Seventies-era lyrics aside, searching has been the story of my life this year. Which iPad apps/web sites/Web 2.0 tools are appropriate for middle school? And support the curriculum? Are what we need to accomplish our goals? Are free or low-cost? The search is on...
It is so easy to get lost in the land of searching. Interestingly, Twitter has been my saving grace. There are quite a few technology gurus who are happy to share resources they've created and/or found. Some folks who have been helpful in their tweets: @hdiblasi, @cybraryman1, @web20classroom, @MrsBfromNC, @jenniferlagarde, @thenerdyteacher, @joycevalenza and @gwynethjones. Once you follow a few of these folks Twitter will suggest other similar people to follow. I don't yet have a smartphone, so I check Twitter on my laptop or iPad when time in my day allows and I'm sure there is much that I miss. But, I can click on the names of folks that I know post great information and read their past tweets to refer to links they have referenced.
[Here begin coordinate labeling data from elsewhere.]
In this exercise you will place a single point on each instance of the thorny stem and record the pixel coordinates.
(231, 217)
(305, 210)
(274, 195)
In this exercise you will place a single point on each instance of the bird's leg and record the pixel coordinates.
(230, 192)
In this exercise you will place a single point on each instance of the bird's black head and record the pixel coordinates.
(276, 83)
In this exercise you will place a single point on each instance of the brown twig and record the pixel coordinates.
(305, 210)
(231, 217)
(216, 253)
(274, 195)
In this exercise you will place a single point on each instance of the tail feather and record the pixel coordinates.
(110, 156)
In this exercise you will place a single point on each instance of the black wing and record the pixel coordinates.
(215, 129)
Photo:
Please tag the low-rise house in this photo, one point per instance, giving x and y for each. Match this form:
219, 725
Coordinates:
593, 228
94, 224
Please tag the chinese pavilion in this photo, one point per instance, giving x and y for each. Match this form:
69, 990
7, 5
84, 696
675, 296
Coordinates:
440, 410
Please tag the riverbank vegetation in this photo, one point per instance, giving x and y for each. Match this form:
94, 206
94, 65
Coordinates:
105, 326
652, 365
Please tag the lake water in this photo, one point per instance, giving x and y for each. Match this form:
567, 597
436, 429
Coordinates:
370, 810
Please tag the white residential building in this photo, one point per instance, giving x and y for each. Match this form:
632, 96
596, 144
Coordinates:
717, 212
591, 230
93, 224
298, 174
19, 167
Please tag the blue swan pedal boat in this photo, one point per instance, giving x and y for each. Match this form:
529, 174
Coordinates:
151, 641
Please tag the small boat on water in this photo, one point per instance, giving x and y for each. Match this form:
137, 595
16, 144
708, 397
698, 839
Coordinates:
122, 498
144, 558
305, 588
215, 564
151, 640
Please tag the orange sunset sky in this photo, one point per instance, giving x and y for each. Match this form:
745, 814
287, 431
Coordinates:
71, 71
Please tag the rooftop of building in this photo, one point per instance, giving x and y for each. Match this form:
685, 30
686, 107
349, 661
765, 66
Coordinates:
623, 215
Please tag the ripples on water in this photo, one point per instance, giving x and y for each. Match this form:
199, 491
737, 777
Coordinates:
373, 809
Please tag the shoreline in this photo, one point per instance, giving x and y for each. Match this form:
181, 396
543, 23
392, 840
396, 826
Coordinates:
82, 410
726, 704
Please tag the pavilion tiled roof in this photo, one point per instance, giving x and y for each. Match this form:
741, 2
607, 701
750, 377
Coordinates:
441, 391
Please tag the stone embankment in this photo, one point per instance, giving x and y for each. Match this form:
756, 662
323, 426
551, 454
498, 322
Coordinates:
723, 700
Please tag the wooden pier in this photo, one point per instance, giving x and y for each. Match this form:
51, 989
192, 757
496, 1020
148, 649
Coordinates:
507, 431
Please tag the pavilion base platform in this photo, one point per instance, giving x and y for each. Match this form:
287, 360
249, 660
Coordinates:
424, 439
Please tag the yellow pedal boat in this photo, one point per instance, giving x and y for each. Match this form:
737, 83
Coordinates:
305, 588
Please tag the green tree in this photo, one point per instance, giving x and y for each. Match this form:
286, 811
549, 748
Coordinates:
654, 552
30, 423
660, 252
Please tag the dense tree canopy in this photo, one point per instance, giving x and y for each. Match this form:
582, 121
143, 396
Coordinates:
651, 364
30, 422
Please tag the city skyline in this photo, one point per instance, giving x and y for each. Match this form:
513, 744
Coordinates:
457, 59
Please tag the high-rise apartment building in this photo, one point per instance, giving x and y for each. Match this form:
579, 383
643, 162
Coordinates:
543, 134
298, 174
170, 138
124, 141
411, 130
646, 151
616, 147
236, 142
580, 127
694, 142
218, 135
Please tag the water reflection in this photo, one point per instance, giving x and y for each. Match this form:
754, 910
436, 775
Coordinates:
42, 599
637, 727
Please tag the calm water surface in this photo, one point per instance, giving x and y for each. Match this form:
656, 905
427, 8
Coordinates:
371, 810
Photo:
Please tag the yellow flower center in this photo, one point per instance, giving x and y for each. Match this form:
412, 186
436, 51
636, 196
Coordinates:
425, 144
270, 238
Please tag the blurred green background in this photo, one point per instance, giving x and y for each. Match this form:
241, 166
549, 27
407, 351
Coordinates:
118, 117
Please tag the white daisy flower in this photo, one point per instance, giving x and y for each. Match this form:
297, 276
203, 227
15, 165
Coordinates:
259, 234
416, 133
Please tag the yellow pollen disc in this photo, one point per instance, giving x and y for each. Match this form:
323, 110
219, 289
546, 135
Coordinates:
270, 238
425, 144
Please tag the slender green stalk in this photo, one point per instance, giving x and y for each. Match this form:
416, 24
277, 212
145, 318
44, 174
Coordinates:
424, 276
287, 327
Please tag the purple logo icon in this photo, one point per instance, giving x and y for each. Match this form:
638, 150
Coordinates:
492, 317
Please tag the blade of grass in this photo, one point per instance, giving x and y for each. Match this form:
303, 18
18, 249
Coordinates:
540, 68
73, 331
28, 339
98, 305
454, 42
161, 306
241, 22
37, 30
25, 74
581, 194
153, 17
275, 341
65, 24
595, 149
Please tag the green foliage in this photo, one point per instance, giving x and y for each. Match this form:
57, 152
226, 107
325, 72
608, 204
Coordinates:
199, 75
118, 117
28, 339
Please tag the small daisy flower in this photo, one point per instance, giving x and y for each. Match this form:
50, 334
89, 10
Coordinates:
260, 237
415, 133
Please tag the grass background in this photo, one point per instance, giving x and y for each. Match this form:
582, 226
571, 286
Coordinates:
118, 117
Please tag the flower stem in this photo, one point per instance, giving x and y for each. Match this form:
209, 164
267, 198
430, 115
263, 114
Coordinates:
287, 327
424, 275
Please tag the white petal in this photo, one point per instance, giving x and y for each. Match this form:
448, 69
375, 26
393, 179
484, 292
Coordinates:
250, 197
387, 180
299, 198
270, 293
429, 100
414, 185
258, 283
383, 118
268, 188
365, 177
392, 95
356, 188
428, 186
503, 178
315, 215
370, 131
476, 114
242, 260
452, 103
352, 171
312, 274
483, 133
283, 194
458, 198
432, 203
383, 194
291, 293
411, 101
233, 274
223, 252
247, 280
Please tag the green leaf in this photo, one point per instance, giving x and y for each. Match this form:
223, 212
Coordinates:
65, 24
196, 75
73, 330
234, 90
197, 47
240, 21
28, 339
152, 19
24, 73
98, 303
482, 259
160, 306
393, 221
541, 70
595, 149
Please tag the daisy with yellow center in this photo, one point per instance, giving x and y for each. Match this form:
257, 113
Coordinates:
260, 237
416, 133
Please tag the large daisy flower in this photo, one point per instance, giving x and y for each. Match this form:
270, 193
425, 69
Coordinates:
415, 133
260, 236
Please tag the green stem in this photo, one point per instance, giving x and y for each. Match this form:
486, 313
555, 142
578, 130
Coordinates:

Handily, the links open up in a new window, so I won't lose my place when referencing sites that look interesting, the down side of this being that I often end up with about 15 tabs open at once.
As a school library media specialist, another fun-yet-professional use of Twitter has been following authors. It adds a little punch to my book talks when I'm able to update students on new books, occurrences of writer's block, or book tour appearances of their favorite authors. Many authors tweet blog updates, new titles, and sometimes contests for advance or signed copies of their books. Best of all, many of them have a wicked sense of humor.
Twitter has become an indispensable professional resource as technology integration and STEM have become a major focus in our school system, allowing me to have an instant resource of fantastic professionals at my fingertips - 140 characters at a time.